Three years of cold shoulders and cutting remarks and refusing to be in the same room with him.
And the whole time he’d been trying to protect me.
“You were trying to protect me?”
He squeezed his eyes shut for a moment and then puffed out a long breath as he ran his hands through his hair before clutching the steering wheel tight. “Yes. And after that, he made me promise to not touch you.”
“Wait, he did what?” My voice came out sharper than I intended. Something hot twisted in my stomach. Not at Trace, but at Trevor. At the idea that Trevor had staked some kind of claim on me like I was property he’d decided to return but didn’t want anyone else to have.
Trace shifted in his seat. “Yeah. I’m not even sure if he knew how I felt about you, or if he was just invoking bro code after the breakup. I think he meant for me to just be on his side or whatever the fuck that meant. But you never know with my brother. He usually only thinks about himself.”
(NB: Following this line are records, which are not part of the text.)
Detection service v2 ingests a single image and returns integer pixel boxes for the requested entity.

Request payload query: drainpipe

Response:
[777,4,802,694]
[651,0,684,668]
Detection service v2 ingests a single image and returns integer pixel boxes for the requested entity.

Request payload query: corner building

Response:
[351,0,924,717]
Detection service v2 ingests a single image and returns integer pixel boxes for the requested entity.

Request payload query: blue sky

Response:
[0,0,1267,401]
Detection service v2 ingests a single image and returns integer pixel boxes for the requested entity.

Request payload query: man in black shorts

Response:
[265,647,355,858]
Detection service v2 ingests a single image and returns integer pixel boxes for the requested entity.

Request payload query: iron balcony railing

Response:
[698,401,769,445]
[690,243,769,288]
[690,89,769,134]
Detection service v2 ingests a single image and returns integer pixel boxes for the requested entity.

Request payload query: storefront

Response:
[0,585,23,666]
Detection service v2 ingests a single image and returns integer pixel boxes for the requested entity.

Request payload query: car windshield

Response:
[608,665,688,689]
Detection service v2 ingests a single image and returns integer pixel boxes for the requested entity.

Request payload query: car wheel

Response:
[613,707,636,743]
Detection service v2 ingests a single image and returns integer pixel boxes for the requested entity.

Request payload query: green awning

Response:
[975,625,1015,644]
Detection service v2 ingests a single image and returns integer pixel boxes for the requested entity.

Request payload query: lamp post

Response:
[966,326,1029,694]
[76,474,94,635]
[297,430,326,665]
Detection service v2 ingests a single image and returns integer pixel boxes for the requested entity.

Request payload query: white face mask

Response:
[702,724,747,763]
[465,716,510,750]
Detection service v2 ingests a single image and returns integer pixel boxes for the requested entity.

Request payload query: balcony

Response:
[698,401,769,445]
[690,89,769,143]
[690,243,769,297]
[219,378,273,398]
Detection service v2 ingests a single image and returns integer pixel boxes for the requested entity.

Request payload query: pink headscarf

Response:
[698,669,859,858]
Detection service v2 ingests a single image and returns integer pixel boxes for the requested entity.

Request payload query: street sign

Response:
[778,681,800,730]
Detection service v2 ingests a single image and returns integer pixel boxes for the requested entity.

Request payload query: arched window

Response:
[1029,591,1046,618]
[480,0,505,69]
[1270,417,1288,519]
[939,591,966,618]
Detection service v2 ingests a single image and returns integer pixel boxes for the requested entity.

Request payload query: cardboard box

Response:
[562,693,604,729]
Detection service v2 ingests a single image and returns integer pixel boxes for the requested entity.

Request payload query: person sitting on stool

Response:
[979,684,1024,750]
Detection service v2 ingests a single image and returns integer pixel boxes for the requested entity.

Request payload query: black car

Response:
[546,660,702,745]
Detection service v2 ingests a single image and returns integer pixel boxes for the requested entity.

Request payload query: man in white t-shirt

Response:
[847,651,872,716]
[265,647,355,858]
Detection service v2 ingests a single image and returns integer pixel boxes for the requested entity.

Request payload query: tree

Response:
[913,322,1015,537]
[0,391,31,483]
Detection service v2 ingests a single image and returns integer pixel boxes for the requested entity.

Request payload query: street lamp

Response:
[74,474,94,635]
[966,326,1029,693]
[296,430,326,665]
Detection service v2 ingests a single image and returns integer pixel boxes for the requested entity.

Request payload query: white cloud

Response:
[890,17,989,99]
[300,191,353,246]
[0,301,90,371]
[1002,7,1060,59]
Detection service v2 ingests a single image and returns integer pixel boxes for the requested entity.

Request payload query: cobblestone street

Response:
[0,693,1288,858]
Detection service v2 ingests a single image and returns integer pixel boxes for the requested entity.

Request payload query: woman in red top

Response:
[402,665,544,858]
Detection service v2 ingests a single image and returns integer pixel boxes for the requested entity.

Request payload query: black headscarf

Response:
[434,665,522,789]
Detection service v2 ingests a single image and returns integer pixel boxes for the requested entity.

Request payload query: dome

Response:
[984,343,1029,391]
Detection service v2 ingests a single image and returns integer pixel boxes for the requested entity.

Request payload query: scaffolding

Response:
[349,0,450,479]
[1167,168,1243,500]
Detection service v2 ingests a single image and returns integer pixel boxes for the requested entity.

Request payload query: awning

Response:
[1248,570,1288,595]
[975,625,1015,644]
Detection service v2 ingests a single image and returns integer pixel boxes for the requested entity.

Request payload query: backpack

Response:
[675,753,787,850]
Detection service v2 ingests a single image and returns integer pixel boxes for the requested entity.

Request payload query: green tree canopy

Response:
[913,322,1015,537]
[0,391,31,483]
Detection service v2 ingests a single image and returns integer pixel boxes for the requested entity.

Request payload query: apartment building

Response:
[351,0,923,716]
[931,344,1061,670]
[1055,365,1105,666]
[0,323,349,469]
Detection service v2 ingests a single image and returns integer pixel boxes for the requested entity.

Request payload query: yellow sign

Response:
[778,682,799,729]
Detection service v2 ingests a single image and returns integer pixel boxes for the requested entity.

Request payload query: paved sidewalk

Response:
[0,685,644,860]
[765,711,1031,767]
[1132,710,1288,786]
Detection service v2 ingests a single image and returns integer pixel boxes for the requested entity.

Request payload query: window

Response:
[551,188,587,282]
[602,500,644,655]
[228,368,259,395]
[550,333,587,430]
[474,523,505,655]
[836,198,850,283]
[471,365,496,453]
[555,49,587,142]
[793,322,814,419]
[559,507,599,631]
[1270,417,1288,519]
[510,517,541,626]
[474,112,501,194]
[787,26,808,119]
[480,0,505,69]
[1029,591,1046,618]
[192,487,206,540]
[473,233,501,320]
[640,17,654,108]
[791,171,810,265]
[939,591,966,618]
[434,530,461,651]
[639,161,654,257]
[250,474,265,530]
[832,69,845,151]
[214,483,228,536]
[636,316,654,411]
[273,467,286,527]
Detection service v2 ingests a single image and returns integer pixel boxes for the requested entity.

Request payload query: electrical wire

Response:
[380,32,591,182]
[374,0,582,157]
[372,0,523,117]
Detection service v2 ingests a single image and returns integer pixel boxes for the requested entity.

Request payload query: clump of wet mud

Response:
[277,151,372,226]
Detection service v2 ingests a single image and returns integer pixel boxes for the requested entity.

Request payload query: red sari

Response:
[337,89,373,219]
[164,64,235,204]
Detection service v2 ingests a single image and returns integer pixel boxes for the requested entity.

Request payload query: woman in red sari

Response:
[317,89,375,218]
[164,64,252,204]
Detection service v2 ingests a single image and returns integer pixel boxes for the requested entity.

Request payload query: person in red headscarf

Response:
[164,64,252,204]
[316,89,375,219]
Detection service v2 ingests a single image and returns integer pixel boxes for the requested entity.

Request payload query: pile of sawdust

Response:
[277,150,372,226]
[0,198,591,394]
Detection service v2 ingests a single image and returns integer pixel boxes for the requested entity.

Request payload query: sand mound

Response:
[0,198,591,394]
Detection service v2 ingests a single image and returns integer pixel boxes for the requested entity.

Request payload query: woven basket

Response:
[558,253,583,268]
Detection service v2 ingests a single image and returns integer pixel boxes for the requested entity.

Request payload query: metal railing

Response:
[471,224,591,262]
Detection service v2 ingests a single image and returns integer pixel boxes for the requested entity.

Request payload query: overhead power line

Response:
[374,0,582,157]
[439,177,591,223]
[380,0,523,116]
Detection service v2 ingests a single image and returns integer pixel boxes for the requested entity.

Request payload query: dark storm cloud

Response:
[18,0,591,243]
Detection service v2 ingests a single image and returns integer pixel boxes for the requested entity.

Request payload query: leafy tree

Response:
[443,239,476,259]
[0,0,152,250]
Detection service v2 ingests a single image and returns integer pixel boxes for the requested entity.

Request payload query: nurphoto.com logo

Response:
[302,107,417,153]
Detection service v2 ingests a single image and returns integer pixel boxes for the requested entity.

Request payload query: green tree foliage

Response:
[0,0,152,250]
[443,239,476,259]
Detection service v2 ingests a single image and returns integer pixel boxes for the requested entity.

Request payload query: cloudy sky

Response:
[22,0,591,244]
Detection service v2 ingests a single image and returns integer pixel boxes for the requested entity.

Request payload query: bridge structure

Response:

I sat back in my seat, the plush leather surrounding me, warming me up. Outside, the skyline of Chicago was starting to appear on the horizon, a jagged gray line rising out of the flat farmland. “I don’t even know what to say.”
Everything I thought I knew about the last three years was rearranging itself in my head, and none of the pieces fit where they used to. The anger I’d carried like armor didn’t belong anymore. And underneath it was something I wasn’t ready to look at directly.
He was quiet for a moment, both hands on the wheel. Then he exhaled like he’d been holding his breath for three years.
“I do.” His voice was steady now. Not tentative.
Not careful. “I want you, Lena. For myself. Not as a fake girlfriend, not as Trevor’s ex, not as some arrangement.
I want you.” His knuckles went white on the steering wheel, the taped ones and the bare ones alike.
“And fuck Trevor. Fuck bro code. Fuck anyone who has an opinion about it. I don’t care anymore. ”
My heart was hammering so hard I could feel it in my fingertips.
“So you can tell me no,” he said, his eyes on the road, his voice rougher now. “You can tell me this was a mistake and we go back to how it was and I’ll deal with it. But I’m done pretending I don’t want this.”
The phone rang and the moment shattered.